Ma tutto ha una fine, e soprattutto, tutto non deve lasciare strascichi. Se in “A tratti” (“Ko de mondo”) Ferretti cantava “Se tu pensi di fare di me un idolo. Lo brucerò. Trasformami in megafono m’incepperò” manifestando l’assoluta fermezza di non voler essere né un profeta, né un guru, in T.R.E la chiusura del disco è lasciata ad una canzone il cui titolo, anche in questo caso, non lascia dubbi “M’importa ‘nasega”.
Ascolta Tabula Rasa Elettrificata dei C.S.I
NOTE A MARGINE:
Il gioco di questa rubrica è di catapultarmi e tentare di catapultarvi, leggendo, esattamente quando il disco di cui parlo di volta in volta vide la luce. In questo caso però è doverosa un’annotazione “col senno del poi”.
Sebbene ci fu una serie di (s)fortunati eventi concomitanti, T.R.E. divenne il “caso discografico” dell’anno. Nella sua prima settimana di uscita balzò al primo posto dei dischi più venduti in Italia, superando per numero di copie, gli Oasis. Attorno a questo accadimento ci sono spiegazioni tecniche e commerciali, legate al mondo della distribuzione dell’epoca, ma certo è che quel disco, insieme a molti altri pubblicati intorno proprio al 1997 segnarono profondamente la scena musicale italiana (cito i Subsonica, i Bluvertigo, i Casino Royale, i Marlene Kuntz).

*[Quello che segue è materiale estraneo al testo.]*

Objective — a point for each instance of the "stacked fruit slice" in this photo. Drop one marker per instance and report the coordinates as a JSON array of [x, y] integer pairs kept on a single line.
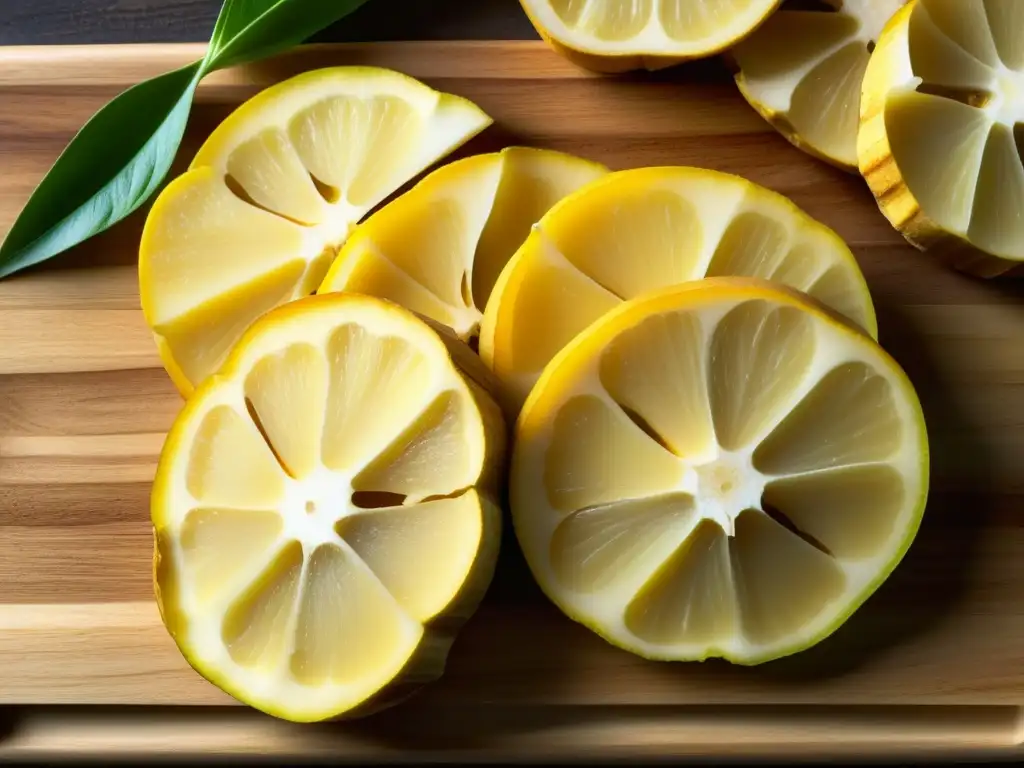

Un’epopea dove per la prima volta fu possibile rendere mainstream qualcosa che non aveva nel suo DNA nulla che fosse mainstream. Sia chiaro che anche il termine mainstream aveva un’accezione in parte diversa rispetto ad ora. Quel “momento” musicale, noto anche come “scena indipendente” fu capace di ridare dignità a tutto il panorama musicale italiano (a fronte di una esterofilia dilagante). Fu il viatico per quella scena indie che abbiamo poi ritrovato in questi anni, naturalmente con tutte le differenze che 20/25 anni possono fare.